Recent AI advances have created widespread expectations of substantial productivity gains. Early studies, such as one showing that AI increased the productivity of customer-support agents by 15% on average (with less-experienced workers getting a much bigger boost), as well as emerging evidence of AI-driven productivity gains in macro data, have further elevated hopes for a boom in output per worker.

As with past innovations, a key question is how the gains from productivity growth will be distributed. Historically, technological advances have disrupted labor markets and often widened gaps in earnings and employment between individuals according to their educational attainment.

More than half of the overall changes in the US wage structure over the last four decades can be attributed to a relative decline in wages for blue-collar workers in manufacturing and clerical jobs whose routine tasks could be automated.

Many fear that AI will increase inequality. But the fact that, unlike previous technologies, these systems can perform complex cognitive tasks raises the possibility that AI could democratize skills. In other words, AI could enable workers with limited formal training to perform tasks that previously required extensive education, thereby narrowing the gap between workers.

In a recent study, my co-authors and I examined AI’s effect on individuals with a high-school diploma compared to those with a postsecondary degree.

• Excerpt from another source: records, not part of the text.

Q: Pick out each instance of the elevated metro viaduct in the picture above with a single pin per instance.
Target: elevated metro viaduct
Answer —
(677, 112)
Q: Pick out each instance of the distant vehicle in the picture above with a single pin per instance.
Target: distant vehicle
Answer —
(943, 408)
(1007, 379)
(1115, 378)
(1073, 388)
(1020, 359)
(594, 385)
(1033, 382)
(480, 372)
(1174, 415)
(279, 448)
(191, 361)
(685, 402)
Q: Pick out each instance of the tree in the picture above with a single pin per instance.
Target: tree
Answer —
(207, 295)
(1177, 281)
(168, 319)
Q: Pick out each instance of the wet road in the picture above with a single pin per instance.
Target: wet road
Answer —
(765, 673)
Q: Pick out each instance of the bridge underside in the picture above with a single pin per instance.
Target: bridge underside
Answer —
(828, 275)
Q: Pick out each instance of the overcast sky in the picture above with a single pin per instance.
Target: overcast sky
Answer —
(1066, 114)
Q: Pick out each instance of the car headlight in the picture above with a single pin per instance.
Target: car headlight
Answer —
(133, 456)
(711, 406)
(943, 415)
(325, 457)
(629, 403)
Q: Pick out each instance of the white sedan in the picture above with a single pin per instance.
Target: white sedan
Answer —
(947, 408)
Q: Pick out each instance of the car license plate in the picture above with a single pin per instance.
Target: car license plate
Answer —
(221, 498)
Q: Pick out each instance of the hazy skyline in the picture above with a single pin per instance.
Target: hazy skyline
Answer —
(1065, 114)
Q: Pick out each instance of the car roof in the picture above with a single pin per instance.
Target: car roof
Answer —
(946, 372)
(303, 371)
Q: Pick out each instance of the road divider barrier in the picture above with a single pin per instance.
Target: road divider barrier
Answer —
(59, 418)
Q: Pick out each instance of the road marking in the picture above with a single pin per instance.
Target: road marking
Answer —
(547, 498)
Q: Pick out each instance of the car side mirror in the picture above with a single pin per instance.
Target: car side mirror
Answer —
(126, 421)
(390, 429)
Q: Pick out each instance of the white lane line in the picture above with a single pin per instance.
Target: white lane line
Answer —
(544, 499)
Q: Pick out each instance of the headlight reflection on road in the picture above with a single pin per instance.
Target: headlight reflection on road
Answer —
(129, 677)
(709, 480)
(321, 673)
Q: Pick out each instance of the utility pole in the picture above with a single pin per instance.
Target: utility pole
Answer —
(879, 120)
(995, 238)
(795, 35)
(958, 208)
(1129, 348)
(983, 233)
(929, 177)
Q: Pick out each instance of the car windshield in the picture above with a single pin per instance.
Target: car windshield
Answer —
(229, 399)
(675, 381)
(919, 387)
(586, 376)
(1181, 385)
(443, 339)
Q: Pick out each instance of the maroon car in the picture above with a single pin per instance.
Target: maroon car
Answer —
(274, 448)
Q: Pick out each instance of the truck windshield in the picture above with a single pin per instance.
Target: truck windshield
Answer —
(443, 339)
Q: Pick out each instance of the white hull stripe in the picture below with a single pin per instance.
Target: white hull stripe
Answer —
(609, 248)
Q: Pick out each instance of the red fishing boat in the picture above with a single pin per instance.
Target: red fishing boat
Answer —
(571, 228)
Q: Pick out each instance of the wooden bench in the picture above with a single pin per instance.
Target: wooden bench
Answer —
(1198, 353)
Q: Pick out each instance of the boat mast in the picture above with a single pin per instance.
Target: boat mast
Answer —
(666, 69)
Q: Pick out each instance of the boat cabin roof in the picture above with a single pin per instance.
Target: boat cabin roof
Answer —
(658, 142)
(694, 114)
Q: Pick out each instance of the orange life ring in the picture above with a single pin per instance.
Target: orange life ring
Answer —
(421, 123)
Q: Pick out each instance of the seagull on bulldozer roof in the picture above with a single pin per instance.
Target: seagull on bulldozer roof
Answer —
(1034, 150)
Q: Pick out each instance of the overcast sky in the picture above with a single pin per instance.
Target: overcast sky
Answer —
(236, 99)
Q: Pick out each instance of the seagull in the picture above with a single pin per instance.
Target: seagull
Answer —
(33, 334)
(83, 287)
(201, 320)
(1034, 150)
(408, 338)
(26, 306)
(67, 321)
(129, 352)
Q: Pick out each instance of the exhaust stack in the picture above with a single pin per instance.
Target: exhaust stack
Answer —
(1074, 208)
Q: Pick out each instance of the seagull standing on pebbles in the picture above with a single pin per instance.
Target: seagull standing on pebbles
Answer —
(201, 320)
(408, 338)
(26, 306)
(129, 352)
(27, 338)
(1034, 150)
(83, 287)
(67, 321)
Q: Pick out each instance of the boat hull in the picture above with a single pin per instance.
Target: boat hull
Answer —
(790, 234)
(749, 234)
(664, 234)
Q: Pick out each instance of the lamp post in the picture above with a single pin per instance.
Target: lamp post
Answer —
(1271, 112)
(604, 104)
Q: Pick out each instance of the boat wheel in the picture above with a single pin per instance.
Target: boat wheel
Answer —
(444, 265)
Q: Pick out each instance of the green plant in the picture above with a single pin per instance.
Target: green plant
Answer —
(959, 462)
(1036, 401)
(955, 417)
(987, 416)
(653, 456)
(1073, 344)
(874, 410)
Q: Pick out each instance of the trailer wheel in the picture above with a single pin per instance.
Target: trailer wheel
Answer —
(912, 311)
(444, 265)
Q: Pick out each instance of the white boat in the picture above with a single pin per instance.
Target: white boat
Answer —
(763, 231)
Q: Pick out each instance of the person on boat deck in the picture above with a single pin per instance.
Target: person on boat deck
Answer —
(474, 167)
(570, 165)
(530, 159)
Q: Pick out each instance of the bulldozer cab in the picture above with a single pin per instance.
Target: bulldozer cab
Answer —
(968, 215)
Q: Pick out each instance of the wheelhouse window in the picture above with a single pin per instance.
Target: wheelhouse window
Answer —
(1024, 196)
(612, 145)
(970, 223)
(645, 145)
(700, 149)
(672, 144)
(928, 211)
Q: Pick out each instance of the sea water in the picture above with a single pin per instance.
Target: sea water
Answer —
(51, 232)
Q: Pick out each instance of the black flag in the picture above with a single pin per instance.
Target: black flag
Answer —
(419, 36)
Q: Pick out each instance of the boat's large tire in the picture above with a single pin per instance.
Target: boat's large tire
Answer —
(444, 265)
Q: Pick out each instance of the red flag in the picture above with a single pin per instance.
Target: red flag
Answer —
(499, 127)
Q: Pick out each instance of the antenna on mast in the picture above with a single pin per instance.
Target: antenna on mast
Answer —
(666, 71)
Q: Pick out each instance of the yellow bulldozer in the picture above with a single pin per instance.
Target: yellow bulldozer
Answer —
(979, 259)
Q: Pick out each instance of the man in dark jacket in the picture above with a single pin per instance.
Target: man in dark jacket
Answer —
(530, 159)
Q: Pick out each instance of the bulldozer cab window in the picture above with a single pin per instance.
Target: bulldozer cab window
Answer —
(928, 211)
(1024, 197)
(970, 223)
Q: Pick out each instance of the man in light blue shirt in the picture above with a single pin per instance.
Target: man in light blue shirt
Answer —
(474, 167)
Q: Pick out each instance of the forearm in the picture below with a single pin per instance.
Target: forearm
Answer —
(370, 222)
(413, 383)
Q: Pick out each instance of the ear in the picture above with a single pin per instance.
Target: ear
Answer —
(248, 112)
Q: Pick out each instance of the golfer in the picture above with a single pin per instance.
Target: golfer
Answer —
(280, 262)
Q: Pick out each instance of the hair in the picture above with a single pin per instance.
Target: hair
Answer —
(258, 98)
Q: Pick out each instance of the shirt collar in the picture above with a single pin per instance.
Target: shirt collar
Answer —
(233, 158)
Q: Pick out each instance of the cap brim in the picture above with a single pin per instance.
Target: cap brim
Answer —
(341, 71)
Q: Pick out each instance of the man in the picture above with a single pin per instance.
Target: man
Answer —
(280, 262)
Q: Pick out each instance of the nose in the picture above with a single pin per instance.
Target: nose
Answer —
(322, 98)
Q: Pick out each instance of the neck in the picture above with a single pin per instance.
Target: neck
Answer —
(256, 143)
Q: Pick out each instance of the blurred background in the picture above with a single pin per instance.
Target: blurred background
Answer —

Participants completed a task based on a realistic hypothetical business scenario: they had to respond to an email from their boss by analyzing several sources of information. Half of them (randomly selected) had access to a virtual AI assistant embedded in the platform, while the other half did not.

We found that AI could reduce inequality between workers of different educational levels. While access to AI improved both groups’ performance, the effect was much greater for the less-educated participants. While the latter performed significantly worse than higher-educated participants in the absence of any technical support, access to AI closed 75% of the initial performance gap, with gains in both content and writing quality.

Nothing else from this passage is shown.